From 87745f09d952fd76c7a7efc9fc789613e923bafa Mon Sep 17 00:00:00 2001
From: Chris PeBenito <chpebeni@linux.microsoft.com>
Date: Wed, 13 Nov 2019 14:23:57 -0500
Subject: [PATCH] unconfined: Add namespaced capabilities.

Signed-off-by: Chris PeBenito <chpebeni@linux.microsoft.com>
---
 policy/modules/system/unconfined.if | 4 ++--
 1 file changed, 2 insertions(+), 2 deletions(-)

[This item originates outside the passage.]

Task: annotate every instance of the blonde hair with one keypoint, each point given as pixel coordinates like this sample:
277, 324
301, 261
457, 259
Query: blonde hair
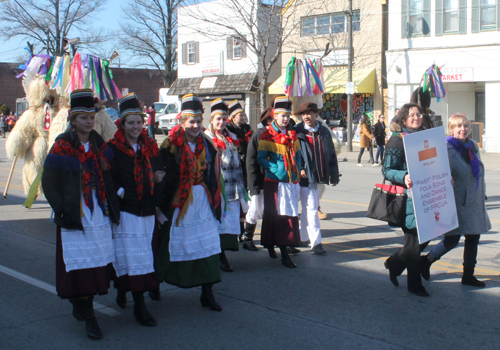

diff --git a/policy/modules/system/unconfined.if b/policy/modules/system/unconfined.if
index 0a2f7a860..f2867c18f 100644
--- a/policy/modules/system/unconfined.if
+++ b/policy/modules/system/unconfined.if
@@ -20,8 +20,8 @@ interface(`unconfined_domain_noaudit',`
 	')
 
 	# Use most Linux capabilities
-	allow $1 self:capability { chown dac_override dac_read_search fowner fsetid kill setgid setuid setpcap linux_immutable net_bind_service net_broadcast net_admin net_raw ipc_lock ipc_owner sys_rawio sys_chroot sys_ptrace sys_pacct sys_admin sys_boot sys_nice sys_resource sys_time sys_tty_config mknod lease audit_write audit_control setfcap };
-	allow $1 self:capability2 { syslog wake_alarm };
+	allow $1 self:{ capability cap_userns } { chown dac_override dac_read_search fowner fsetid kill setgid setuid setpcap linux_immutable net_bind_service net_broadcast net_admin net_raw ipc_lock ipc_owner sys_rawio sys_chroot sys_ptrace sys_pacct sys_admin sys_boot sys_nice sys_resource sys_time sys_tty_config mknod lease audit_write audit_control setfcap };
+	allow $1 self:{ capability2 cap2_userns } { syslog wake_alarm };
 	allow $1 self:fifo_file manage_fifo_file_perms;
 
 	# Transition to myself, to make get_ordered_context_list happy.